• Pediatric Ophth/Strabismus

    This retrospective observational study found that young children with higher magnitudes of anisometropia had a higher prevalence and greater depth of amblyopia. The condition was more common and severe in anisometropic children aged three to five years compared with their younger counterparts.

    The study's authors also found that low-magnitude anisometropia in children younger than age three might not predispose them to amblyopia, whereas children aged three to five years with low-magnitude anisometropia often experienced moderate amblyopia. These findings suggest that current American Association for Pediatric Ophthalmology and Strabismus screening criteria for the detection of refractive pathology of greater than 1.5 D in children age five and younger are too stringent and should be revised for those younger than age three to recommend a follow-up examination only when anisometropic magnitude is greater than 2.5 D, the authors concluded.

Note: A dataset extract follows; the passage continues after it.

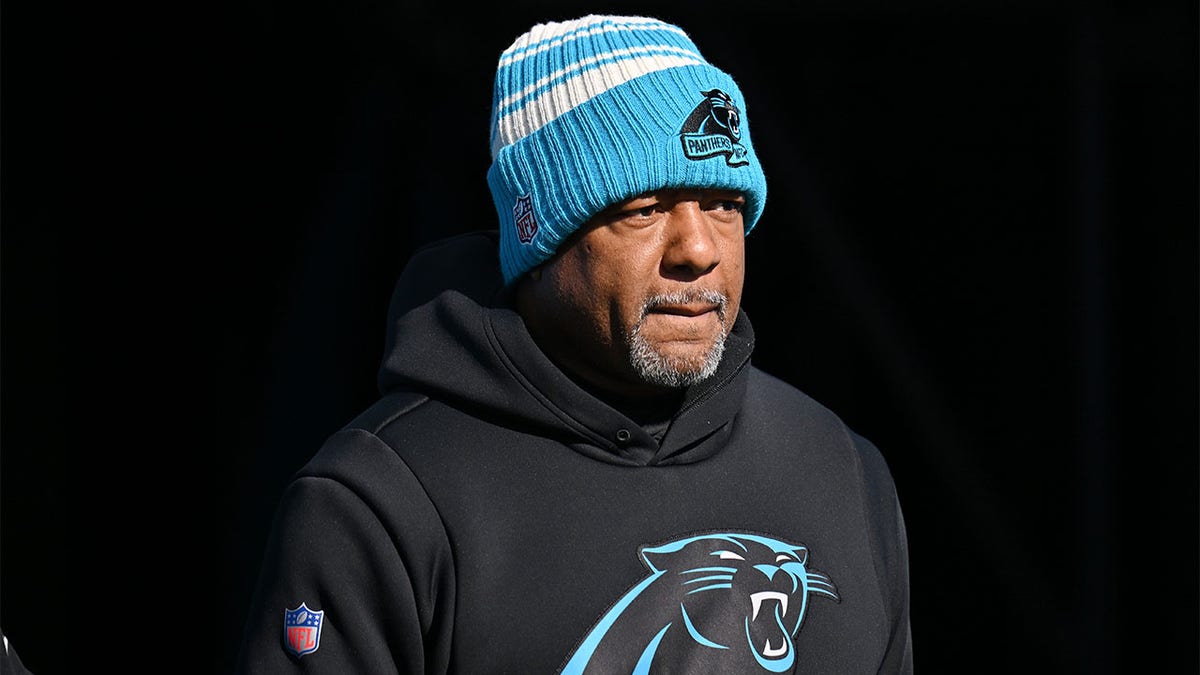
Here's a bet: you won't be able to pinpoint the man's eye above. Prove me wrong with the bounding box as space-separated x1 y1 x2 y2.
634 205 658 217
714 200 744 212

    To conduct the study, the authors identified 974 children with anisometropia greater than 1 D in one meridian and complete data among 199,079 children up to age 72 months screened through a statewide preschool vision photoscreening program over a nine-year period. Of those with anisometropia, 640 (65.7 percent) had amblyopia, which the authors defined as a two-line difference in verbal recognition visual acuity measured with linear Allen, HOTV, or Snellen. Forty-three percent of amblyopic children had mild amblyopia of at least a two-line but less than a four-line difference, 42 percent had moderate amblyopia of at least a four-line but less than a six line difference, and 15 percent had severe amblyopia of at least a six-line difference.

    The authors found that more than 80 percent of children with less than 2 D of anisometropia had no or only mild amblyopia, but 60 percent of those with at least 4 D of anisometropia had moderate or severe amblyopia. Additionally, close to 80 percent of anisometropic children younger than three years had no or only mild amblyopia, but 70 percent of the older anisometropic children had moderate or severe amblyopia.